Source code for dlnpyutils.robust

"""
This is from the LWA Software Library (LSL)
https://github.com/lwa-project/lsl
Redistributed under the GNU license.

Small collection of robust statistical estimators based on functions from
Henry Freudenriech (Hughes STX) statistics library (called ROBLIB) that have
been incorporated into the AstroIDL User's Library.  Function included are:
 * biweight_mean - biweighted mean estimator
 * mean - robust estimator of the mean of a data set
 * mode - robust estimate of the mode of a data set using the half-sample
          method
 * std - robust estimator of the standard deviation of a data set
 * checkfit - return the standard deviation and biweights for a fit in order 
              to determine its quality
 * linefit - outlier resistant fit of a line to data
 * polyfit - outlier resistant fit of a polynomial to data

For the fitting routines, the coefficients are returned in the same order as
numpy.polyfit, i.e., with the coefficient of the highest power listed first.

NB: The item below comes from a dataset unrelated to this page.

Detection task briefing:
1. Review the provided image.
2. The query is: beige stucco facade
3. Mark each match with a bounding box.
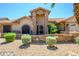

For additional information about the original IDL routines, see:
http://idlastro.gsfc.nasa.gov/contents.html#C17
"""

# Python2 compatibility
from __future__ import print_function, division, absolute_import
import sys
if sys.version_info < (3,):
    range = xrange
    
import math
import numpy
from numpy.polynomial.polynomial import polyfit as npp_polyfit, polyval as npp_polyval


__version__ = '0.5'
__all__ = ['biweight_mean', 'mean', 'mode', 'std', 'checkfit', 'linefit', 'polyfit']

__max_iter = 25
__delta = 5.0e-7
__epsilon = 1.0e-20


def __stddev(x):
    return x.std()*numpy.sqrt(x.size/(x.size+1.0))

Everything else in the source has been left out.